Le devis doit être écrit, daté, mentionner le numéro SIRET et détailler les prestations ligne par ligne. Un document qui se limite à « entretien du jardin » et un montant global ne vous protège pas en cas de désaccord sur le périmètre, et c’est la première chose à comparer entre deux entreprises de la Gironde.

  • Le SIRET, vérifiable en ligne, et l’activité déclarée.
  • L’attestation de responsabilité civile professionnelle en cours de validité.
  • L’agrément services à la personne si vous comptez sur le crédit d’impôt.

Ce qui fait bouger le devis à Bordeaux

Le tarif horaire renseigne peu s’il n’est pas rapproché du matériel utilisé. Une tondeuse autoportée et une tondeuse poussée n’ont pas le même rendement sur une surface identique. La bonne question porte donc sur le matériel qui entrera réellement sur le terrain.

Sur une parcelle à Bordeaux, stationnement, portage et évacuation se chiffrent à part en centre-ville. Ce point se vérifie avant le devis en mesurant la largeur du portail, et il change davantage le prix final que dix euros d’écart sur le taux horaire.

Ce que le sol ajoute à la facture

Sur un terrain à dominante sableuse, l’arrosage se fait plus court et plus fréquent qu’ailleurs. Une entreprise qui connaît le secteur en tient compte dans son chiffrage, notamment sur la reprise d’une pelouse fatiguée ou la réussite d’une plantation.

Les informations à donner dès le premier contact

Une visite sur place reste préférable dès que le terrain dépasse quelques centaines de mètres carrés ou qu’il présente une difficulté particulière. Demandez si elle est facturée avant le rendez-vous ; son intérêt est de remplacer une fourchette téléphonique par un périmètre écrit et chiffré.

Profitez-en pour poser deux questions concrètes : quel matériel entrera sur le terrain, et où partiront les déchets verts. Les réponses en disent plus long sur le sérieux d’une entreprise de la Gironde que n’importe quelle plaquette.

  • Surface d’espaces verts et surface réellement tondue, qui diffèrent souvent.
  • Linéaire de haie, hauteur actuelle et hauteur souhaitée.
  • Arbres de plus de quatre mètres, avec leur nombre et leur proximité au bâti.
  • Largeur du portail et cheminement jusqu’au fond du terrain.
  • La nature du sol si vous la connaissez, ne serait-ce que sa dominante à dominante sableuse.

Ce que les propriétaires demandent le plus souvent

Un jardinier peut-il évacuer les déchets verts ?

Oui, à condition que ce soit écrit. Trois formules coexistent : les déchets restent sur place en tas ou en broyat, ils partent en déchèterie aux frais du client, ou l’entreprise les emporte dans son forfait. Les trois n’ont pas le même prix, et un devis qui ne précise pas laquelle s’applique n’est comparable à aucun autre.

Combien de passages par an faut-il prévoir à Bordeaux ?

Cela dépend moins de la surface que du climat et de ce que contient le terrain. Sous climat océanique, la pelouse pousse presque toute l’année, les tontes reprennent dès février et s’arrêtent tard en novembre. Sur les parcelles urbaines compactes, cours fermées et terrasses de copropriété qu’on rencontre à Bordeaux, un entretien courant tourne autour de huit à douze passages annuels, la tonte représentant l’essentiel et la taille de haie une à deux interventions.

Le crédit d’impôt s’applique-t-il à tous les travaux ?

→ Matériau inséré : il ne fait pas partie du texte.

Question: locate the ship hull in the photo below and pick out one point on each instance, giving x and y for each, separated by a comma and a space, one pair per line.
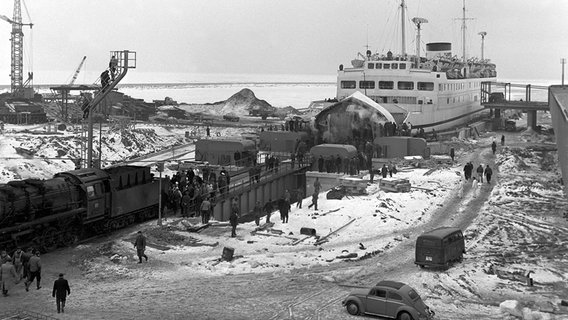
431, 100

Non, et c’est la confusion la plus fréquente. Seuls les petits travaux de jardinage entrent dans les services à la personne. Pour un particulier à Bordeaux : tonte, taille de haie, débroussaillage et ramassage des feuilles ouvrent droit à 50 %, dans la limite de 5 000 euros de dépenses annuelles par foyer, plafond propre à cette activité. Création, élagage de grands sujets et maçonnerie paysagère en sont exclus, quelle que soit l’entreprise de la Gironde retenue.

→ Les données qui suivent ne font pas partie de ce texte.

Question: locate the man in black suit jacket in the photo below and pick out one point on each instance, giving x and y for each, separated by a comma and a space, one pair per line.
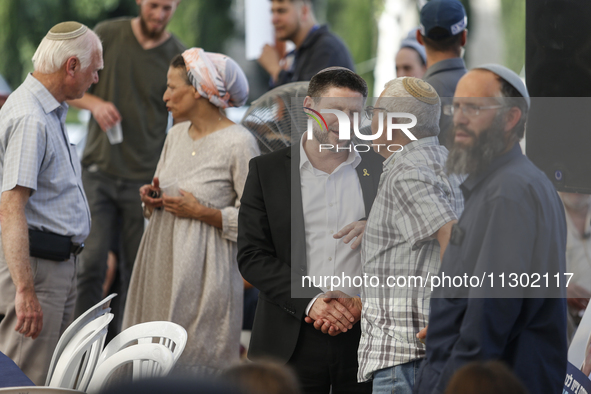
272, 248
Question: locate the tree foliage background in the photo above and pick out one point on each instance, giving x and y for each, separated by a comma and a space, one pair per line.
210, 24
24, 23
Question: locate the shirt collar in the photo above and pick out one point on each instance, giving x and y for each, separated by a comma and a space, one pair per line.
427, 141
46, 99
473, 180
445, 65
353, 158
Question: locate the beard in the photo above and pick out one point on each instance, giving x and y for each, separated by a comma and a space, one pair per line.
152, 34
474, 159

Sous quel délai obtient-on une intervention ?

Les délais sont généralement plus courts en hiver qu’au printemps, lorsque les plannings des entreprises de la Gironde se remplissent. Pour un contrat annuel, demandez les créneaux disponibles avant la reprise de la pousse. Sous climat océanique, la pelouse pousse presque toute l’année, les tontes reprennent dès février et s’arrêtent tard en novembre.

Précisez la nature du sol si vous la connaissez : sur un terrain à dominante sableuse, l’arrosage se fait plus court et plus fréquent qu’ailleurs, et une entreprise qui l’ignore chiffrera une reprise de pelouse qui ne tiendra pas.